Recall and flashbacks of events in my life, to me are like science fiction;

= discoveries and developments from an element of plot or background and possibilities.

1964 I was ten years old and my family had just moved to a new house in Denver, 1964 is also the first modern child abuse reporting law was passed in one state, of all of the U.S.A., within five years after, every state had passed a reporting law.

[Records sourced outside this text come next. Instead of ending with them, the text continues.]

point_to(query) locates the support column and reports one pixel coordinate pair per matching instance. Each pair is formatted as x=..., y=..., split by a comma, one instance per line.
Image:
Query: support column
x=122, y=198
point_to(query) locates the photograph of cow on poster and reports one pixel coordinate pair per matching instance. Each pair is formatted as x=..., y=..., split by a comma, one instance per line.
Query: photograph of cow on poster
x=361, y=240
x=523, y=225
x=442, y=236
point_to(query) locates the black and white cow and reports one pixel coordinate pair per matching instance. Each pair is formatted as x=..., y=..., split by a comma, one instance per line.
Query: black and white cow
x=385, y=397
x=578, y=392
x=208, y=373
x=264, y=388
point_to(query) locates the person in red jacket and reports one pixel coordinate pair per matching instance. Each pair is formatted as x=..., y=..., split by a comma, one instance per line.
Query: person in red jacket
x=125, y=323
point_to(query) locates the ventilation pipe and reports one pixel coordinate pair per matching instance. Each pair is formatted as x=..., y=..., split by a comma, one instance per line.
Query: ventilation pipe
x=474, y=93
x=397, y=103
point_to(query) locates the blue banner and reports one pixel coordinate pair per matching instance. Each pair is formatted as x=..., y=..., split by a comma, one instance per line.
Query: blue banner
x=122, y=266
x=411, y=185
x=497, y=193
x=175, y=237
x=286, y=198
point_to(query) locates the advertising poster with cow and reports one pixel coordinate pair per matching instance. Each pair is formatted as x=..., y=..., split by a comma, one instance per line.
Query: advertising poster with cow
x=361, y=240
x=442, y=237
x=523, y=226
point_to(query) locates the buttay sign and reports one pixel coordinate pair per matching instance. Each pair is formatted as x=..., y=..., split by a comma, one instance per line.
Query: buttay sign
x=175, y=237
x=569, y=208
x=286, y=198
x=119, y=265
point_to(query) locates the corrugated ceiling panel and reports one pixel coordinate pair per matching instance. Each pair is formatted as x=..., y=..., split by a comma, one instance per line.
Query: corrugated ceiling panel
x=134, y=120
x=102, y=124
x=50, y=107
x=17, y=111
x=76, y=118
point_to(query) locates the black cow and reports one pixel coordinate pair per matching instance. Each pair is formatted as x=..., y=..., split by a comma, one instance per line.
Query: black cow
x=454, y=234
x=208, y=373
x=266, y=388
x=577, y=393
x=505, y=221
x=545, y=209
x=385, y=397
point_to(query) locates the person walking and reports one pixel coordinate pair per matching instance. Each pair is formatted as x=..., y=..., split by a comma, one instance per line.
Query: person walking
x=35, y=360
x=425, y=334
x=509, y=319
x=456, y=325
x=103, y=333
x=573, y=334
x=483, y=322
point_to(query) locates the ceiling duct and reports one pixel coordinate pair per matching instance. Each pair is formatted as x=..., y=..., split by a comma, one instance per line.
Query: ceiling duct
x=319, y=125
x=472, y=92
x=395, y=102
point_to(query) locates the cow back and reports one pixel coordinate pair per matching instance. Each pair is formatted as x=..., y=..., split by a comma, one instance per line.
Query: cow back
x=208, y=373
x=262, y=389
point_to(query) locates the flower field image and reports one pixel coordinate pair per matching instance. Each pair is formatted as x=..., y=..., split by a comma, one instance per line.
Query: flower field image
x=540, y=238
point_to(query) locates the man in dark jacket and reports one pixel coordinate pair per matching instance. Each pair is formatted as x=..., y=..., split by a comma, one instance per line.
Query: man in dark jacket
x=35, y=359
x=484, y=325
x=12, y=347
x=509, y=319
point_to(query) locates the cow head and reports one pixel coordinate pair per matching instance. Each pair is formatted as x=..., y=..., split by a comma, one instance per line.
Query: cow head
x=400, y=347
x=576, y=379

1968 I have flashes of using a band-aid to cover a latch whole of the door jamb, so the office door can close but not lock, then the police can catch George having his way with me, red handed, cought in the act.
When the police rush in to grab him, to take him away to the police car, out in the parking lot out side, I had fallen to the floor and coverd over by the desk pushing me off to the side, while the police wrestle with George to go quickly, but it toke four of them to do it.
After the group made it's way out of the building, I fallowed behind at a distance, and was looking for a Social Service Worker, with whom I had never set my eyes on before, not knowing who I was looking for.
I found this elderly lady with a London fog rain coat and a hand bag haging from her sholder, and ask her who she was.
She interduce herself to me and I ask her for her I.D. while she extened her hand for a hand shake, and as I shoke her hand I told her my name and that things were not as the seem. Then she handed me her wallet out for me to read her I.D. in her hand.
I then grab the nearest policeman walking by a anounce out loud so as everyone in ear shot can hear me and said...
Child Abuse and Neglect Prevention and Treatment Act.
and that this lady had custody of me.

fmighell anc ak
 
Telling my story helps sometimes, I do not do it often. I wish the past did not have to effect me in a negitive way.

I am strugling with how I see myself as a person. Too much has happened, and I wonder if I will ever learn to love all of me.

I am still scared at 39. I am also sad a lot lately. I do not see the growth, even though I know I am making progress. I just want things to get better.